Backup is a way to get data onto its platform, an on-ramp, an ingest method. It built an appliance to do that, but is now switching to a software-only product available through subscription. This can run on-premises or in the public cloud. Cohesity can back up applications in physical servers and in virtual servers (vSphere, Hyper-V Acropolis). It can back up relational and distributed databases via its Imanis acquisition. It can back up Kubernetes-orchestrated containerised systems.

The product can be a target system for backup products, such as Veeam. It can write backup data out to archives in the public cloud (AWS, Azure, GCP) and also to tape via a Qstar gateway. The archive data can be written in an immutable form (Write once: read many or WORM).

It can tier file data to the cloud, leaving a reference access stub behind, and so save space on primary (tier 0-class) filers. And it can supply data to Test and Dev, with personally identifiable information detected and masked out. It can move backed-up VMs to the cloud ready to spin up if a disaster happens (CloudSpin) and even run them on the Cohesity cluster as a stop-gap.

Third-parties have built applications that use Cohesity’s software to do extra things, such as the Clam AV anti-virus product and the firm’s own Splunk facility for small log file populations.

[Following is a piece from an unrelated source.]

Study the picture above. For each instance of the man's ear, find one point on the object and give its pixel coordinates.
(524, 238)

Customers can download these from the Cohesity Marketplace, running on Cohesity’s distributed infrastructure and using the Cohesity App SDK to access the data managed by the Cohesity DataPlatform. They have to buy the licence from the vendor or partner directly. 

Mostly all its functions are policy-driven and set up through a clean UI.

It seems that a lot of what a customer might want to do with secondary file and unstructured data can be done with Cohesity’s software. (We’re using secondary data to mean non-tier 0 data.) 

This is why trying to position Cohesity in a single standard file storage activity-related box is like nailing jelly to a wall. All of which, its execs must be hoping, makes for remarkably sticky software.